Puis dans les années 1970, sont apparues des architectures folles, en forme de châteaux et autres lieux fantasmagoriques, des lits tournants, des bains à bulles, des équipements inimaginables, des chambres à thème. Les uns copiaient sur les autres, et cela marchait, il y avait de la demande en cette période de fête et d'émancipation des femmes.

Comme il n'était pas possible pour lesdits Love Hotels de faire de la publicité, ce sont leurs appellations très étranges et devantures extravagantes qui renseignaient immédiatement sur leur nature.

Le nombre des Love Hôtels a crû jusqu'à un pic enregistré au milieu des années 1980, décennie de folie où tout ou presque était permis, où la spéculation immobilière allait bon train, jusqu'à ce que la bulle éclate au début des années 1990.

Selon les acteurs du secteur, il y aurait encore quelque 20 000 à 30 000 Love Hotels de tous types et taille au Japon, classés en «établissements de plaisir» ou simples hôtels. Leur chiffre d'affaires global se monterait à quelque 4.000 milliards de yens (29 milliards d'euros).

Une concurrence accentuée par internet

Ce n'est pas la crise qui cause le plus de soucis à la profession, car elle y résiste plutôt bien «même si c'est un peu moins vrai qu'avant», selon M. Tsunoda, mais internet ou des magazines spécialisés qui accentuent la compétition.

«Avant, on se rendait dans le premier établissement trouvé sur le chemin, mais aujourd'hui, avec le web et les téléphones intelligents, presque tous les couples comparent et choisissent en tenant compte du bouche-à-oreille, comme pour les restaurants.

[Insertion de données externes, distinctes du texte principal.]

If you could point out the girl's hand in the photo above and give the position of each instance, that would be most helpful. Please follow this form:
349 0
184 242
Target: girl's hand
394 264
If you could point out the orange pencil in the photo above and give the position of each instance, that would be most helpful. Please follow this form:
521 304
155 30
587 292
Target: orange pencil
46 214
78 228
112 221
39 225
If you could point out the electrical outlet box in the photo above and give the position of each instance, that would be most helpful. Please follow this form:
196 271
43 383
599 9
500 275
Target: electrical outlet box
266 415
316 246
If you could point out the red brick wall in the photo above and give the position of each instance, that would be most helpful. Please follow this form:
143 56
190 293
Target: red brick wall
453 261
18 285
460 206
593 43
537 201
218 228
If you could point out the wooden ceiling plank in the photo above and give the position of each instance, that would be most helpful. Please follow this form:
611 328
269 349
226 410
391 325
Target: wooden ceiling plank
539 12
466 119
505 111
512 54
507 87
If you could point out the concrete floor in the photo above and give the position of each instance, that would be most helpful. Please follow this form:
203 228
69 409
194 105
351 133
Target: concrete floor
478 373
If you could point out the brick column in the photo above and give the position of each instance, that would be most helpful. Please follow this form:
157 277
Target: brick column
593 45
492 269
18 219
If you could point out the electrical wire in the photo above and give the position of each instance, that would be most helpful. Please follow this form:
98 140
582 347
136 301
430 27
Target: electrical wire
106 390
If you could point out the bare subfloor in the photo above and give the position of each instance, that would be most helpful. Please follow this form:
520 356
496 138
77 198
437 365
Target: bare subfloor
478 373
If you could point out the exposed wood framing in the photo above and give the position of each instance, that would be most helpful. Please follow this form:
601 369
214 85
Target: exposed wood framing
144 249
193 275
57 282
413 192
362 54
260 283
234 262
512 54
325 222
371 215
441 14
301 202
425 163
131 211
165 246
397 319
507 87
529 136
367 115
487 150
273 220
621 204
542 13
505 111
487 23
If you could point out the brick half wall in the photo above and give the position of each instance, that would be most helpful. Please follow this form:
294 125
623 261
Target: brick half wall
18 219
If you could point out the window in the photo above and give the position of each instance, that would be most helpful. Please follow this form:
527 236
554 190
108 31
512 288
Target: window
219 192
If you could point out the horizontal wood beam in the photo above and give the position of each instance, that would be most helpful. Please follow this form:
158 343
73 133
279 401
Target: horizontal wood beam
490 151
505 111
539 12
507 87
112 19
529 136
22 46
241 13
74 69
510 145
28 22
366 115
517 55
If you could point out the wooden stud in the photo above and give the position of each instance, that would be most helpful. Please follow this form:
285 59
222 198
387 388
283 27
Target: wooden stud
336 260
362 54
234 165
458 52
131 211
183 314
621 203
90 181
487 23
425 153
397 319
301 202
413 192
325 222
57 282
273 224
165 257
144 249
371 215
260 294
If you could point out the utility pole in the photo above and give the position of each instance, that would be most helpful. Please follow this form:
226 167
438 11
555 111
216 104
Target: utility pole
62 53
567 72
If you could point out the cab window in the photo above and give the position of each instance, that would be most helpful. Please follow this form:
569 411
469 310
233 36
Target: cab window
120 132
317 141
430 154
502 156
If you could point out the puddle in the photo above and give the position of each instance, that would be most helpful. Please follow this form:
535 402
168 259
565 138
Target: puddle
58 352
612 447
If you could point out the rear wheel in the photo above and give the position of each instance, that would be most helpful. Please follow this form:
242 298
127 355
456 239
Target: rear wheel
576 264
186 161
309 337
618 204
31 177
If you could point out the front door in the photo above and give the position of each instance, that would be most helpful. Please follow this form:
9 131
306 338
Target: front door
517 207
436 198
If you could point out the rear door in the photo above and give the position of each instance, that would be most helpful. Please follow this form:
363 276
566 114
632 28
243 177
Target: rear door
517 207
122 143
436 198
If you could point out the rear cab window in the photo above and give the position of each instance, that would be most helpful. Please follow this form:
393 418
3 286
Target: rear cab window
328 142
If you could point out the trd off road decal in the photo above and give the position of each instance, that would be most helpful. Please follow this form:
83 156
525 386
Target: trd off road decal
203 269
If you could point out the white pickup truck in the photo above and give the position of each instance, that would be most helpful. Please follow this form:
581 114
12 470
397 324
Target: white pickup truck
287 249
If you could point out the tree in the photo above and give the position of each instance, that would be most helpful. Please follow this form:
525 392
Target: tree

C'est devenu plus difficile pour les gérants des Love Hotels qui ne peuvent pas se contenter du minimum, il faut offrir des services, renouveler les équipements», souligne Mme Kim.

«Hélas, il est de plus en plus difficile de se distinguer, de proposer des équipements nouveaux que les gens n'aient pas déjà à domicile», s'attriste la gérante d'un Love Hotel excentrique, The Rock, en banlieue de Tokyo.

«Ce sont de plus en plus les filles, plus exigeantes, qui choisissent», ajoute une consultante en aménagement de Love Hotel, Kazue Yamauchi.

«Les Love Hotels sont très représentatifs des besoins d'une société à une époque donnée et en cela ils sont très riches d'enseignement sur la culture japonaise», insiste Mme Kim qui regrette que ce concept soit trop souvent tourné en dérision.